We spend a lot of time talking about the importance of risk segmentation. Identifying the high-, rising-, and low-risk populations helps best-in-class population health managers scale and expand care management. All three groups also play a critical role in the economic model of risk management.
The baseline scenario (negative 8% margin in 5 years)
We modeled out the impact of different care management approaches on a hypothetical capitated contract with 25,000 Medicare patients. 5% are high-risk, 20% are rising-risk, and 75% are low-risk.
If the health system does absolutely no care management, the contract fails immediately. Costs for the entire group go up and in five years, the health system is losing nearly 8% of its margins.
Add high-risk care management (negative 3-4% margin in 5 years)
But no one enters into a risk-based contract and disregards care management. At a minimum, every population health manager starts with a care management model focused on high-risk patients. So we built that into the analysis—and found that even if the system bends the cost curve for the highest risk patient group, the organization is still losing money over the life of the contract.
That's because every year, nearly a fifth of rising-risk patients move into the high-risk category. Although costs are reduced for the highest risk, the system is overwhelmed by rising-risk patients who get sicker and move into the high-risk category. In other words, even if you manage your high-cost patients well, that alone will not be enough to ensure financial sustainability under risk contracts.
Why high-risk care management isn't enough
Instead of just focusing on high-cost patients, you need to stem the flow of moderate-risk patients into the top 5%. Watch the clip »

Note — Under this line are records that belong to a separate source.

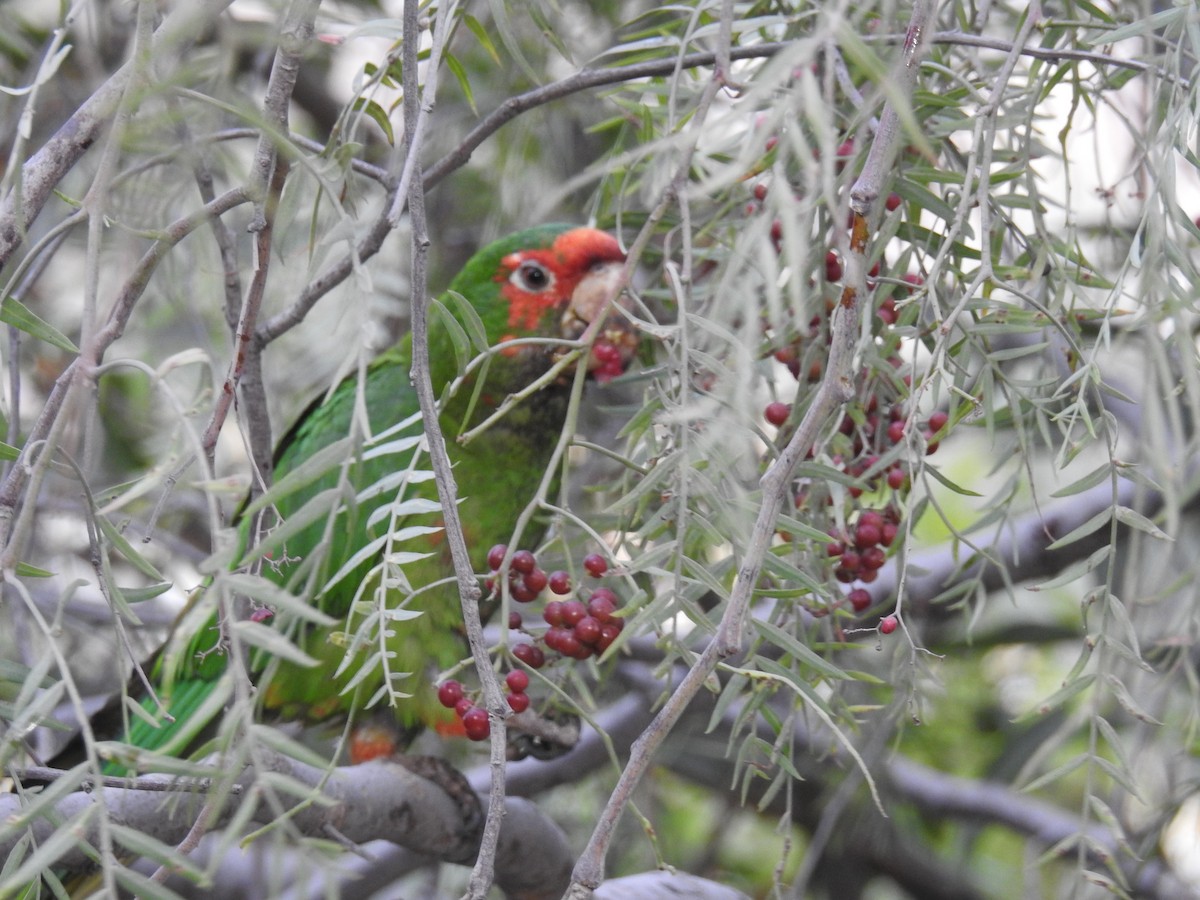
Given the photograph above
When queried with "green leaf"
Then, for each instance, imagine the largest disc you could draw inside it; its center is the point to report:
(1097, 477)
(957, 489)
(481, 35)
(1135, 520)
(126, 550)
(379, 115)
(1098, 521)
(797, 649)
(1061, 696)
(137, 595)
(31, 571)
(16, 313)
(271, 641)
(460, 73)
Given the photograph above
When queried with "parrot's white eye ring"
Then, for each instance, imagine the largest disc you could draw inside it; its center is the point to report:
(532, 276)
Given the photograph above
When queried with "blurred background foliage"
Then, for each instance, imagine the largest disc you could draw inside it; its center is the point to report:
(1041, 265)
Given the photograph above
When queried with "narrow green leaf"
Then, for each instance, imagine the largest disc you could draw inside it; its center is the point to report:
(481, 35)
(31, 571)
(460, 75)
(1059, 699)
(1098, 475)
(377, 114)
(957, 489)
(1073, 573)
(21, 317)
(1135, 520)
(271, 641)
(126, 550)
(137, 595)
(1098, 521)
(797, 649)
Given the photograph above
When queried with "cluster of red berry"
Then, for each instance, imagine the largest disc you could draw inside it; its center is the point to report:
(862, 553)
(475, 723)
(606, 361)
(577, 629)
(875, 425)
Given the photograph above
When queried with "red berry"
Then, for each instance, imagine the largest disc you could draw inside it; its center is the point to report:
(867, 534)
(833, 267)
(844, 153)
(888, 533)
(531, 654)
(573, 611)
(535, 581)
(553, 613)
(859, 599)
(520, 592)
(449, 694)
(887, 312)
(777, 413)
(477, 725)
(517, 681)
(587, 630)
(605, 352)
(870, 517)
(569, 646)
(523, 562)
(555, 637)
(609, 633)
(559, 582)
(874, 558)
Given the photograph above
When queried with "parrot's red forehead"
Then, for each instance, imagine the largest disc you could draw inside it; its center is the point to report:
(571, 256)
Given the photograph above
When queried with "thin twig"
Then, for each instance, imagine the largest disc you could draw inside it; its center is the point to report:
(415, 114)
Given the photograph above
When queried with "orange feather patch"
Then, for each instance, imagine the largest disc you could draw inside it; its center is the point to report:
(569, 258)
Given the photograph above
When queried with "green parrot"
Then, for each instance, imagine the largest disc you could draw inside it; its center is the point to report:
(360, 526)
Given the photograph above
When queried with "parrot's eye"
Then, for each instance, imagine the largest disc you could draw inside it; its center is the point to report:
(532, 276)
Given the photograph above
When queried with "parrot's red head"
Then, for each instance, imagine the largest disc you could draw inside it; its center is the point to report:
(556, 281)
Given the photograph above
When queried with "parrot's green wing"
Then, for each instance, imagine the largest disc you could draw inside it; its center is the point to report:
(358, 553)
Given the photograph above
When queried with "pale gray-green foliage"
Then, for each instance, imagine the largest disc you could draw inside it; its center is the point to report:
(1049, 208)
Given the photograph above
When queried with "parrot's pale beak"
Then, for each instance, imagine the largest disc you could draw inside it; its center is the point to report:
(594, 304)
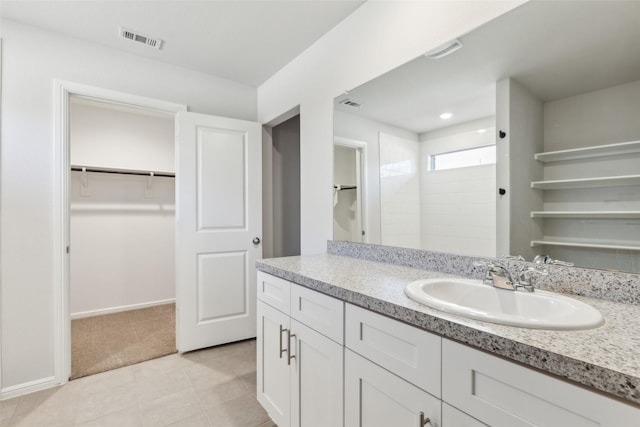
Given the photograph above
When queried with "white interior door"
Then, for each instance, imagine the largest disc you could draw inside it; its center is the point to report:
(218, 227)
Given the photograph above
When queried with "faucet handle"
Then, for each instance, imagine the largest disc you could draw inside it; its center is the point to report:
(524, 277)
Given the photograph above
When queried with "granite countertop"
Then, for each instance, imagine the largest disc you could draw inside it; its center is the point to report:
(606, 358)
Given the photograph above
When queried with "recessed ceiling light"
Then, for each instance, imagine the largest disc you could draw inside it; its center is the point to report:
(444, 50)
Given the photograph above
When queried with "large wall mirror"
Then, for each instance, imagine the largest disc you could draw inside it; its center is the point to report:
(521, 137)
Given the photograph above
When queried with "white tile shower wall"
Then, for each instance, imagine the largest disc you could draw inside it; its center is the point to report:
(458, 212)
(399, 191)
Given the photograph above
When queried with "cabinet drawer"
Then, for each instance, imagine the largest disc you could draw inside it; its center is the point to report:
(318, 311)
(502, 393)
(408, 352)
(374, 397)
(274, 291)
(451, 417)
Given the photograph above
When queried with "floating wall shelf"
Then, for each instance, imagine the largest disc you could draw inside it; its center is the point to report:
(586, 244)
(607, 181)
(589, 152)
(586, 214)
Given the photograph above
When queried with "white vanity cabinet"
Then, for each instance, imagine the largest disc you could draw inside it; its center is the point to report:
(325, 363)
(392, 372)
(502, 393)
(375, 397)
(300, 367)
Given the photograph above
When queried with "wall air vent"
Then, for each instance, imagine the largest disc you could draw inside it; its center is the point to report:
(350, 103)
(444, 50)
(140, 38)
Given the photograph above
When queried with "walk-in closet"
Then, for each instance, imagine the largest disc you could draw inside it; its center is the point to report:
(122, 234)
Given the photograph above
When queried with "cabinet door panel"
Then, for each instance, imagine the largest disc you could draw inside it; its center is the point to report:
(409, 352)
(502, 393)
(274, 291)
(374, 397)
(316, 386)
(318, 311)
(272, 369)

Add high- and rising-risk care management (3-4% margin in 5 years)
So we went a step further and ran the numbers for a third scenario. This is the top line, and this time, the system implements both high-risk and rising-risk care management, bending the cost curve for both groups and more importantly, stemming the flow of rising-risk patients into high-risk.
Previously, 18% of rising-risk patients moved into the high-risk category each year. Now that’s down to 12%. And that’s what makes the economics work: with both high- and rising-risk care management, the contract sees fairly consistent margins of 3-4%.
1. Simply doing a better job managing the costs for our sickest patients is not sufficient. Long-term success requires that systems also focus on the rising-risk patients, and make a meaningful change in the percentage of them who move into the high-risk category each year.
2. We do not have to save the world and solve every problem in six months. Success under risk-contracting—even full-risk capitation—does not require preventing every hospitalization, every ED visit, or even every new incidence of chronic disease. Instead, success is about reducing—not eliminating—avoidable utilization and spending. Find the handful of patients where an investment in more intensive care management will have a real impact.
3. We need to keep low-risk patients in our panel, and ideally grow this group over time. The PMPMs from managing the healthy population are what drive top-line revenue in this model and therefore fund all other care management investments.